Berhenti adalah Sebuah Langkah
Ketika 25 Mei yang lalu, Oprah menayangkan pertunjukan terakhirnya setelah berkiprah selama 25 tahun, banyak orang menyayangkan kejadian tersebut. Penggemar yang jumlahnya berjuta-juta begitu sedih karena akan kehilangan ‘show’-nya. Mengapa Oprah menghentikan show-nya manakala tayangan itu saat sedang top-topnya dan bukan saat rating mulai turun? Apakah sekedar tidak mau mengalami “post power syndrome”? Atau justru menganggap bahwa jalan yang terus menanjak ini berbahaya bagi perkembangan pribadi maupun kesehatannya?
Ternyata, Oprah tidak berhenti, namun menyusun rencana masa depan yang lain. Keputusan menghentikan Oprah show sudah direncanakan jauh-jauh hari. Dalam salah satu episodenya di tahun 2009, Oprah mengumumkan bahwa ia akan menghentikan tayangan televisinya di tahun 2011 karena ia akan berkonsentrasi pada jaringan televisinya yang baru. Oprah menjelaskan bahwa ia dan timnya akan melakukan brainstorming agar dapat memberikan pertunjukkan terbaik pada 18 bulan sisa masa tayangnya. Kesadaran ini membuat mereka bekerja keras membuat pertunjukan-pertunjukan terbaik dan masterpiece yang akan selalu dikenang orang. Hal ini menunjukkan bahwa keputusan untuk berhenti dari sebuah posisi puncak bukanlah keputusan emosional atau keputusasaan, namun keputusan matang yang diambil oleh mereka yang berjiwa besar.
Dari Oprah kita belajar bahwa kita harus siap menghentikan hal yang lama dan terus memikirkan pembaharuan untuk masa mendatang. Berhenti dari yang lama artinya kita memiliki kesempatan untuk menantang diri kita naik ke kelas berikutnya, maju kepada tantangan yang lebih sulit untuk membuktikan beragam potensi yang belum kita miliki. Kita bisa menggunakan pengalaman – pengalaman di masa lalu sebagai referensi, namun tidak membiarkan pengalaman tersebut menjadi mental block yang membuat kita tidak berani keluar dari comfort zone.

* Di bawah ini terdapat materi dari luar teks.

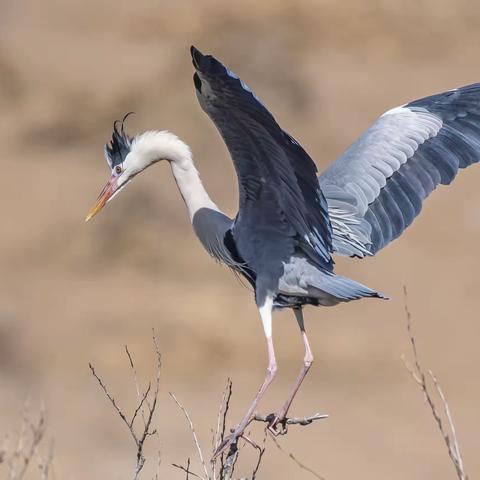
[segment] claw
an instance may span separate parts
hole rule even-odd
[[[212,461],[215,460],[219,455],[224,453],[228,447],[230,447],[230,453],[235,453],[235,451],[237,450],[238,439],[241,438],[242,435],[243,430],[234,430],[230,435],[226,436],[223,439],[223,442],[213,452]]]
[[[279,415],[273,414],[273,413],[271,413],[268,417],[272,417],[272,420],[269,422],[269,424],[267,426],[267,430],[272,435],[277,437],[278,435],[286,435],[287,434],[287,432],[288,432],[287,417],[284,416],[283,418],[281,418]],[[280,426],[281,426],[281,428],[278,428]]]

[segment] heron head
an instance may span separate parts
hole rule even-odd
[[[125,132],[125,120],[131,113],[133,112],[127,113],[121,121],[116,120],[113,124],[112,139],[105,145],[104,150],[111,177],[88,212],[86,222],[112,200],[137,173],[148,166],[138,161],[133,148],[135,139]]]

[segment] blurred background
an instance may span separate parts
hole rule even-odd
[[[263,378],[251,292],[202,250],[167,165],[83,221],[109,176],[112,122],[130,110],[129,133],[169,129],[191,145],[212,198],[234,215],[235,175],[197,105],[191,44],[240,74],[322,169],[385,110],[480,81],[479,26],[467,0],[1,0],[0,434],[18,428],[26,398],[43,400],[55,478],[129,478],[133,443],[88,362],[132,409],[123,348],[146,381],[154,327],[159,440],[150,440],[143,478],[158,448],[160,478],[183,478],[171,463],[198,464],[168,392],[209,451],[227,376],[230,424]],[[400,358],[410,353],[404,284],[421,359],[450,401],[471,477],[480,474],[479,183],[480,168],[462,171],[378,257],[338,259],[339,273],[389,302],[307,309],[316,363],[292,413],[330,418],[280,442],[327,479],[454,478]],[[290,312],[277,314],[274,335],[280,370],[264,413],[280,407],[303,356]],[[249,472],[245,460],[239,475]],[[259,477],[312,478],[273,445]]]

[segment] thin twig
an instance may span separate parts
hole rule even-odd
[[[405,367],[409,371],[410,375],[412,378],[415,380],[415,382],[420,386],[422,389],[425,401],[427,405],[430,408],[430,411],[432,413],[432,416],[435,420],[435,423],[437,424],[437,427],[443,437],[443,440],[445,442],[445,445],[448,450],[448,454],[450,456],[450,459],[452,460],[452,463],[455,467],[457,476],[459,480],[468,480],[468,476],[465,473],[465,467],[463,464],[463,459],[460,451],[460,447],[458,444],[458,439],[457,439],[457,433],[455,430],[455,425],[453,423],[453,419],[450,413],[450,408],[448,406],[447,399],[443,393],[443,390],[441,389],[437,378],[433,374],[431,370],[428,370],[430,378],[433,381],[433,384],[436,388],[437,394],[440,398],[440,401],[443,405],[443,410],[445,412],[445,417],[447,419],[448,423],[448,430],[445,429],[444,424],[443,424],[443,419],[441,415],[437,411],[437,407],[435,406],[434,399],[432,397],[432,394],[430,393],[428,384],[427,384],[427,378],[424,373],[423,368],[420,365],[420,361],[418,359],[418,352],[417,352],[417,346],[415,342],[415,337],[412,332],[412,315],[410,313],[410,310],[408,309],[408,295],[407,295],[407,288],[404,286],[403,287],[403,293],[404,293],[404,299],[405,299],[405,314],[407,318],[407,332],[410,340],[410,344],[412,346],[412,353],[413,353],[413,361],[414,365],[410,365],[408,361],[405,359],[404,356],[402,356],[402,360],[405,364]]]
[[[309,417],[291,417],[291,418],[286,418],[284,420],[284,423],[286,425],[310,425],[311,423],[315,422],[316,420],[323,420],[324,418],[328,418],[327,414],[321,414],[321,413],[315,413],[315,415],[311,415]],[[265,422],[265,423],[272,423],[273,420],[275,420],[275,414],[270,413],[269,415],[260,415],[260,414],[255,414],[253,417],[253,420],[256,422]]]
[[[156,429],[151,429],[152,425],[152,420],[155,414],[155,410],[157,408],[157,400],[158,400],[158,393],[160,390],[160,371],[162,367],[162,361],[161,361],[161,354],[160,350],[158,348],[158,342],[155,336],[155,331],[152,331],[152,339],[153,339],[153,344],[155,348],[155,355],[157,359],[157,366],[156,366],[156,376],[155,376],[155,390],[152,392],[151,388],[152,385],[151,383],[148,384],[147,389],[145,392],[141,393],[140,388],[138,386],[138,377],[137,377],[137,372],[135,369],[135,364],[133,362],[133,357],[130,354],[130,351],[128,350],[128,347],[125,346],[125,352],[127,354],[129,363],[130,363],[130,368],[133,371],[133,376],[134,376],[134,383],[135,383],[135,388],[137,392],[137,398],[139,399],[137,406],[135,407],[133,414],[130,418],[130,420],[127,418],[125,413],[122,411],[122,409],[119,407],[117,404],[115,397],[109,392],[107,386],[101,379],[101,377],[97,374],[95,371],[95,368],[91,363],[89,363],[90,370],[92,372],[92,375],[97,379],[98,384],[102,388],[103,392],[105,393],[105,396],[107,399],[110,401],[112,406],[114,407],[115,411],[117,412],[118,416],[121,418],[122,422],[126,425],[128,428],[128,431],[130,432],[130,436],[132,437],[133,441],[135,442],[135,445],[137,447],[137,453],[136,453],[136,465],[134,469],[134,474],[133,474],[133,480],[136,480],[138,478],[138,475],[140,474],[140,471],[142,470],[143,466],[145,465],[145,456],[143,453],[143,447],[146,439],[151,436],[157,434]],[[145,413],[145,407],[147,410],[147,413]],[[143,430],[140,431],[140,433],[137,433],[135,430],[135,420],[138,417],[139,412],[141,412],[142,419],[143,419]],[[159,453],[159,458],[160,458],[160,453]],[[160,460],[158,465],[160,464]],[[157,465],[157,477],[158,477],[158,465]]]
[[[225,438],[225,430],[227,428],[227,415],[228,411],[230,409],[230,400],[232,399],[232,391],[233,391],[233,383],[232,380],[229,378],[227,380],[227,398],[225,400],[225,407],[223,409],[223,418],[222,418],[222,433],[220,435],[219,441],[218,441],[218,446],[223,442]],[[237,456],[232,457],[229,461],[228,468],[232,469],[235,468],[235,461],[237,459]],[[224,455],[220,455],[220,479],[223,479],[225,477],[225,460],[224,460]]]
[[[268,430],[265,429],[265,435],[263,437],[262,446],[260,447],[260,445],[255,445],[255,448],[258,450],[258,459],[255,465],[255,468],[253,469],[253,472],[252,472],[252,480],[255,480],[255,478],[257,478],[257,473],[260,468],[260,464],[262,463],[262,458],[265,453],[265,442],[267,441],[267,432]]]
[[[225,385],[222,400],[220,402],[220,406],[218,407],[217,425],[216,425],[216,428],[215,428],[215,433],[213,434],[213,441],[212,441],[212,447],[213,447],[212,448],[212,455],[215,453],[215,450],[218,448],[218,446],[220,445],[220,443],[223,440],[223,435],[224,435],[224,432],[225,432],[225,421],[226,421],[225,410],[228,409],[228,403],[227,402],[229,401],[229,397],[231,396],[231,394],[232,394],[232,381],[230,380],[230,378],[227,378],[227,384]],[[222,418],[223,418],[223,422],[222,422]],[[222,474],[222,469],[223,469],[223,457],[222,457],[221,465],[222,465],[222,467],[220,469],[220,475]],[[212,461],[213,480],[217,480],[216,467],[217,467],[217,462]]]
[[[174,402],[177,404],[178,408],[182,411],[182,413],[185,415],[185,418],[187,419],[188,425],[190,427],[190,431],[192,432],[192,435],[193,435],[193,441],[195,442],[195,446],[197,448],[198,458],[200,460],[200,463],[202,464],[203,471],[205,473],[205,479],[208,480],[209,477],[208,477],[207,465],[206,465],[205,460],[203,458],[202,449],[200,447],[200,443],[198,442],[197,434],[195,432],[195,427],[193,426],[192,419],[190,418],[190,415],[188,414],[185,407],[178,401],[175,394],[173,394],[172,392],[169,392],[169,395],[172,397]]]

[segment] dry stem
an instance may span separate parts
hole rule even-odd
[[[412,332],[412,315],[410,313],[410,310],[408,309],[408,296],[407,296],[407,288],[403,288],[404,292],[404,297],[405,297],[405,314],[407,318],[407,332],[408,336],[410,339],[410,344],[412,346],[412,352],[413,352],[413,365],[411,365],[405,357],[402,357],[402,360],[405,364],[405,367],[407,370],[410,372],[412,378],[415,380],[415,382],[420,386],[422,389],[425,402],[430,408],[430,411],[432,413],[432,416],[435,420],[435,423],[437,424],[437,427],[443,437],[443,440],[445,442],[445,445],[448,450],[448,455],[450,456],[450,459],[452,460],[452,463],[455,467],[455,470],[457,472],[457,476],[459,480],[468,480],[468,475],[465,472],[465,467],[463,464],[463,459],[460,451],[460,447],[458,444],[458,439],[457,439],[457,433],[455,430],[455,424],[453,423],[452,415],[450,413],[450,408],[448,406],[447,399],[443,393],[442,388],[440,387],[440,384],[438,383],[437,378],[433,374],[431,370],[428,370],[428,374],[435,386],[435,389],[437,391],[437,395],[440,398],[440,402],[443,406],[444,414],[445,414],[445,419],[447,421],[448,427],[445,428],[444,426],[444,419],[442,419],[441,415],[437,411],[437,407],[434,403],[434,398],[432,393],[430,393],[430,389],[427,383],[427,377],[424,373],[423,368],[420,365],[420,361],[418,359],[418,352],[417,352],[417,345],[415,342],[415,337]]]

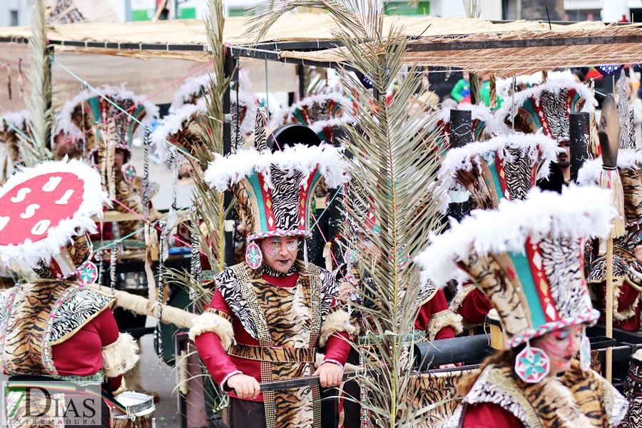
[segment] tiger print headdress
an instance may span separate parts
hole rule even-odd
[[[113,133],[116,148],[126,151],[128,157],[133,134],[139,123],[123,113],[122,110],[126,110],[145,125],[149,125],[154,117],[158,117],[158,108],[146,101],[144,95],[136,95],[126,89],[124,85],[103,85],[97,90],[108,99],[97,96],[91,89],[83,91],[63,106],[56,131],[78,138],[84,133],[88,159],[93,162],[93,154],[98,151],[98,136],[94,136],[91,132],[92,126],[116,118]],[[98,127],[98,133],[100,132]]]
[[[606,236],[615,210],[597,187],[531,190],[525,200],[473,211],[415,259],[422,280],[472,279],[516,347],[550,331],[597,321],[584,277],[581,240]]]
[[[499,120],[524,133],[541,130],[545,136],[558,142],[569,140],[571,113],[593,113],[598,105],[586,85],[566,79],[549,80],[517,92],[514,100],[509,98],[497,111],[496,115]]]
[[[0,260],[26,265],[41,277],[78,273],[96,279],[93,215],[108,202],[97,171],[82,161],[46,161],[12,175],[0,190]]]
[[[213,188],[223,193],[229,188],[238,198],[248,227],[245,260],[253,268],[260,265],[253,241],[270,236],[311,238],[315,190],[322,178],[330,188],[347,180],[341,153],[332,146],[282,148],[274,153],[244,149],[226,157],[214,153],[205,174]]]
[[[504,198],[524,199],[536,180],[549,176],[557,146],[541,133],[515,133],[453,148],[442,163],[442,185],[468,190],[471,209],[492,209]]]
[[[598,184],[601,170],[601,158],[586,160],[578,172],[578,184]],[[622,180],[625,228],[631,230],[642,225],[642,153],[619,151],[618,173]]]

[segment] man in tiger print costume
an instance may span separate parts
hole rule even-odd
[[[88,287],[97,275],[86,231],[95,230],[91,217],[107,200],[98,173],[78,160],[46,162],[15,174],[2,193],[1,215],[9,225],[0,228],[1,258],[30,266],[39,276],[0,293],[3,372],[9,382],[26,375],[118,389],[138,360],[138,346],[128,334],[118,332],[110,309],[113,296]],[[26,193],[29,198],[21,196]],[[26,222],[14,216],[29,213],[30,207]],[[43,223],[51,227],[39,231]],[[7,399],[19,402],[20,395],[12,391]],[[100,426],[108,428],[111,406],[101,404]],[[54,410],[45,414],[51,419]],[[61,427],[64,423],[56,425]]]
[[[609,428],[623,420],[628,402],[591,368],[585,328],[599,312],[580,251],[583,239],[610,233],[610,200],[596,187],[534,189],[525,200],[474,212],[417,257],[424,280],[472,280],[506,338],[480,374],[459,383],[466,396],[447,427]]]
[[[205,174],[219,192],[231,186],[248,234],[245,261],[215,277],[214,297],[190,330],[213,379],[234,389],[232,428],[319,427],[317,386],[261,392],[259,382],[315,374],[322,387],[337,386],[356,332],[335,305],[335,277],[306,260],[315,190],[322,180],[345,180],[341,155],[325,144],[284,146],[215,155]]]
[[[596,171],[601,165],[601,159],[586,162],[580,170],[579,178],[584,184],[595,183]],[[632,332],[641,332],[640,316],[642,312],[642,180],[640,163],[642,154],[620,152],[618,155],[618,173],[623,190],[624,215],[626,235],[613,239],[613,327]],[[597,255],[596,252],[593,252]],[[597,257],[590,265],[588,282],[596,307],[606,312],[606,258]]]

Sadari dan Tentukan “Deadline”
Banyak sekali pasien-pasien penyakit kronis merasa sisa hidupnya menjadi begitu bermakna setelah mereka mendapatkan vonis dokter mengenai sisa hidup mereka. Mereka yang tahu kapan saatnya harus berakhir malahan merasa diri lebih beruntung dibandingkan mereka yang tidak tahu kapan akhir akan menjumpainya. Dengan pemahaman adanya “deadline”, mereka terpacu membuat perencanaan secara menyeluruh sehingga yang ditinggalkan tidak mengalami masa gamang, di samping mereka sendiri juga jadi lebih menghargai setiap detik yang tersisa. Kakek salah seorang teman saya malah sampai memilih sendiri peti matinya, mendesign obituarinya dan membuat proses kematiannya menjadi sesuatu yang berjalan sangat indah dan natural.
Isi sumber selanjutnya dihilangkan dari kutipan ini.